« Carl Cecere and Lorianne Updike Toler: The Use of History before Originalism
Michael Ramsey
| Main | An Answer for George Will
Michael Ramsey


The Return of Kiobel v. Royal Dutch Petroleum
Michael Ramsey

The U.S. Supreme Court opens its 2012-13 term today with re-argument in Kiobel v. Royal Dutch Petroleum Co.  This is the international human rights case argued to the Court last year, now with new briefing on the question whether the federal Alien Tort Statute (ATS) applies to the bad acts of non-U.S. companies in Nigeria.    (The ATS allows suits by aliens for violations of international law, which is the basis of Kiobel’s claim). 

It’s an interesting case for originalism because it involves interpreting a statute (actually, one section of the Judiciary Act of 1789) that’s almost as old as the Constitution.  And it’s an interesting case for textualism because the plain language of the statute could be read to encompass application to all sorts of situations its drafters likely never imagined or intended.

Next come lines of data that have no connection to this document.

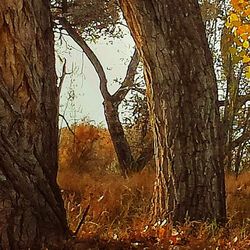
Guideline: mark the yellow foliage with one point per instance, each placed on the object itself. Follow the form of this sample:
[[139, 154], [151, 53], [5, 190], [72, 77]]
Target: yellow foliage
[[89, 149]]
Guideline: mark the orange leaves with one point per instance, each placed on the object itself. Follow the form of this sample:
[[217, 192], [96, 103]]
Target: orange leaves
[[240, 5], [90, 149]]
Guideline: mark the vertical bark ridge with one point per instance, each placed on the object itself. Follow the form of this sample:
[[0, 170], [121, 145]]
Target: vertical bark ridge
[[182, 93], [31, 208]]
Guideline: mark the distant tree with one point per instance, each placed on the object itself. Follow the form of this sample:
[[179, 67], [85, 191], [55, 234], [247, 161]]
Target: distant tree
[[66, 13], [182, 97], [32, 215]]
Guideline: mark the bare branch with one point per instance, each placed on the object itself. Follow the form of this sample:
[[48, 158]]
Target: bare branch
[[89, 53], [128, 81]]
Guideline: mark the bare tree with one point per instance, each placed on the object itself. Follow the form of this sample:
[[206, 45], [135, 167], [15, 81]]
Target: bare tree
[[182, 97], [32, 215]]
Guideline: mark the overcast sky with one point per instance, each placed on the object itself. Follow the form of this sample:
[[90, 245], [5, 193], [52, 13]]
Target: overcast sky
[[88, 100]]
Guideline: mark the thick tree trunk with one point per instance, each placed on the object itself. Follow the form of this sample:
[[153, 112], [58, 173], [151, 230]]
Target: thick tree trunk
[[170, 37], [128, 165], [31, 208]]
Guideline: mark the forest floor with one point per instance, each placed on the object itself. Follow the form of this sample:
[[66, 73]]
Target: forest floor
[[119, 213]]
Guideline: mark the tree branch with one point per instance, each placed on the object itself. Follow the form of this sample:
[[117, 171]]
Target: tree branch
[[89, 53], [128, 81]]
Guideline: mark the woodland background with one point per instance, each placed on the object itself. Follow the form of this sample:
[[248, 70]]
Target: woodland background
[[90, 173]]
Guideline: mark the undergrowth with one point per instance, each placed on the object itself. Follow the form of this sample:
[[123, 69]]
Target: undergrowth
[[119, 212]]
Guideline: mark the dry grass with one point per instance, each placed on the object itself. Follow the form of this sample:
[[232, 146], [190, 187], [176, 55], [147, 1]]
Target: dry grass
[[118, 217], [119, 211]]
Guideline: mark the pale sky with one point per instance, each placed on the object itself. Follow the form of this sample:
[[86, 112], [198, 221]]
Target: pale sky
[[88, 100]]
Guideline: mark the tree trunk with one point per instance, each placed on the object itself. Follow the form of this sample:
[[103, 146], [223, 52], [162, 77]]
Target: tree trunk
[[182, 94], [31, 208], [128, 165]]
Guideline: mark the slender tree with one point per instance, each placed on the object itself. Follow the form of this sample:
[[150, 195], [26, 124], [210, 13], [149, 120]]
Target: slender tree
[[182, 97], [32, 215]]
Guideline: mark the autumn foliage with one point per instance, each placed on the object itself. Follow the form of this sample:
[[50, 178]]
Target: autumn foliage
[[119, 214]]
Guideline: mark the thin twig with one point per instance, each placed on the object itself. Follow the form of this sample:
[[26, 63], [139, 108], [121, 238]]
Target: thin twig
[[82, 220]]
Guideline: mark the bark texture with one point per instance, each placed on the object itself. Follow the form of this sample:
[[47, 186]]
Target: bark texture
[[127, 163], [182, 94], [31, 208]]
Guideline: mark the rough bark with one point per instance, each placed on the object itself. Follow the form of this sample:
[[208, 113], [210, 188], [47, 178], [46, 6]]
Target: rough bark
[[31, 208], [182, 94], [128, 165]]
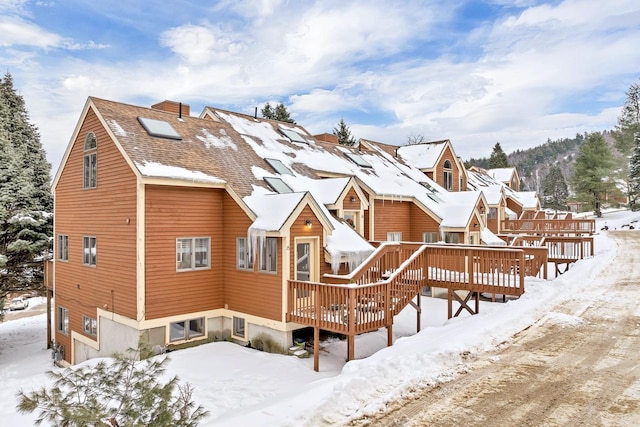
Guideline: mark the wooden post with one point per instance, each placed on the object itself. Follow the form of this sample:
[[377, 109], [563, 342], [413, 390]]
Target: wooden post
[[316, 348]]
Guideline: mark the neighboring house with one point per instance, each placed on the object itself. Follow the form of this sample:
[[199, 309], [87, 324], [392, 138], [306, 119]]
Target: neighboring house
[[437, 160], [171, 228], [507, 176]]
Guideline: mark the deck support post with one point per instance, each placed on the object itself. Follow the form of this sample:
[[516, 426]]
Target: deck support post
[[316, 349]]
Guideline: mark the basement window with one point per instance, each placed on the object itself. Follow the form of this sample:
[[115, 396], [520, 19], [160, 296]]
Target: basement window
[[159, 128]]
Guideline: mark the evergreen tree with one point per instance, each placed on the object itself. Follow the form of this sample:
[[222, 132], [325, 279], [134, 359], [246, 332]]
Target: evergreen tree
[[26, 221], [344, 134], [279, 113], [498, 158], [629, 121], [593, 172], [634, 176], [555, 191], [126, 392]]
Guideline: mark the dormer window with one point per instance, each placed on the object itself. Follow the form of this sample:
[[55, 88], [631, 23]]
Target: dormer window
[[447, 176], [90, 161]]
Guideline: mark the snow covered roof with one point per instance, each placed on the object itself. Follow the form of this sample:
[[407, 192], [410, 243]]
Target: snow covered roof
[[502, 174]]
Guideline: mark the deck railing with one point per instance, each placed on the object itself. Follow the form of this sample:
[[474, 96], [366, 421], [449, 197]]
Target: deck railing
[[549, 226]]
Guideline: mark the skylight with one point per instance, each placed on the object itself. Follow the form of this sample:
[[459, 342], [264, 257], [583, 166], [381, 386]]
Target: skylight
[[159, 128], [279, 167], [278, 185], [358, 160], [428, 186], [293, 135]]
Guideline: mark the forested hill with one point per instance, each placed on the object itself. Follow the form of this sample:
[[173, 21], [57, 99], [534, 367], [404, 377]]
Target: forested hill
[[532, 164]]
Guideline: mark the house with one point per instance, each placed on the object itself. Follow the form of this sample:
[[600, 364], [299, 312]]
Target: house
[[174, 229]]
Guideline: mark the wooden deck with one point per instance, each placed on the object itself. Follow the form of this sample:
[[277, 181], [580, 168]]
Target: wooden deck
[[549, 227], [394, 276]]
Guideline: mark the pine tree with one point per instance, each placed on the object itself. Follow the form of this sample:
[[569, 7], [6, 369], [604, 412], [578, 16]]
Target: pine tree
[[593, 172], [629, 121], [555, 190], [634, 175], [26, 221], [279, 113], [344, 134], [126, 392], [498, 158]]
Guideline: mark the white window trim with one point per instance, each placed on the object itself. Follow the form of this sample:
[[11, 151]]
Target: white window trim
[[193, 267], [246, 256], [234, 330], [394, 236], [62, 326], [93, 326], [187, 336], [93, 261], [264, 250], [63, 247]]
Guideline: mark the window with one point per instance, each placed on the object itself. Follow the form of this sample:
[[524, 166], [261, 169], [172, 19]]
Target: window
[[447, 176], [452, 237], [89, 325], [244, 260], [269, 255], [159, 128], [293, 135], [279, 167], [63, 247], [62, 324], [394, 236], [192, 253], [278, 185], [89, 250], [238, 327], [358, 160], [430, 237], [186, 329], [90, 159]]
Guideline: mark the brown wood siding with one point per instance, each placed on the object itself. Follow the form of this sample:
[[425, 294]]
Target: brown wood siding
[[514, 207], [348, 205], [107, 212], [171, 213], [455, 172], [298, 229], [420, 222], [392, 216], [251, 292]]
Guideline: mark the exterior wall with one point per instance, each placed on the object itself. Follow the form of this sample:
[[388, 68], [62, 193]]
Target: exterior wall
[[420, 223], [251, 292], [107, 212], [448, 154], [392, 216], [514, 207], [171, 213]]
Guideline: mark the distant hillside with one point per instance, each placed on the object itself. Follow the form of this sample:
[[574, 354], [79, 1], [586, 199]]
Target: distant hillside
[[533, 164]]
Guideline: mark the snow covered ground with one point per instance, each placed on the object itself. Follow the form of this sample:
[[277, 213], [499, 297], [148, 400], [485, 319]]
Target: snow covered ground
[[241, 386]]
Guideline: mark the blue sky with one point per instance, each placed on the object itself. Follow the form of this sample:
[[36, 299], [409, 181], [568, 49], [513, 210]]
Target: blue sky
[[515, 72]]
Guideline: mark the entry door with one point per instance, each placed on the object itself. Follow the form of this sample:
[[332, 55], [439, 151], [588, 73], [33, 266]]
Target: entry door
[[306, 263]]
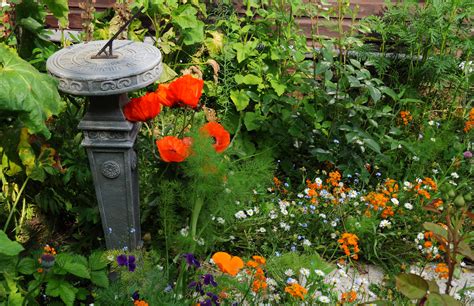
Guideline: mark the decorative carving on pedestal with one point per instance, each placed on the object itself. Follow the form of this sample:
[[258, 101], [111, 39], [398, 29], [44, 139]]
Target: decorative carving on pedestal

I’ve written about the case a number of times (see here, here, and here), and so won’t belabor my views.  Plus, after writing about it, I ended up working on amicus brief in support of the defendants/respondents, and I think it not appropriate to allow too much overlap between blogging and real work. 

Nonetheless, one quick point.  I’ll be surprised if the plaintiffs/petitioners win.  The Court ordered re-argument on the extraterritoriality point (which wasn’t encompassed in the initial questions presented), and I assume that’s because a majority had serious doubts about the statute’s reach.  In addition, the U.S. government filed an amicus brief supporting the defendants/respondents on extraterritoriality, and that is likely to be very persuasive in this context.

Instead, I think the interesting question is how far the Court will go to limit the ATS.  One theory, pressed by the respondents, is that it should have no extraterritorial effect (that is, it should apply only to violations that occur within the United States).  Another, pressed by the U.S. government (and, in a somewhat different form, by my amicus brief), is that the statute shouldn’t apply where there are no material connections between the claim and the United States.  The most significant difference between the two is that one approach would allow suits for the extraterritorial acts of U.S. nationals while the other would not.  That doesn’t matter in this particular case but it could in many others.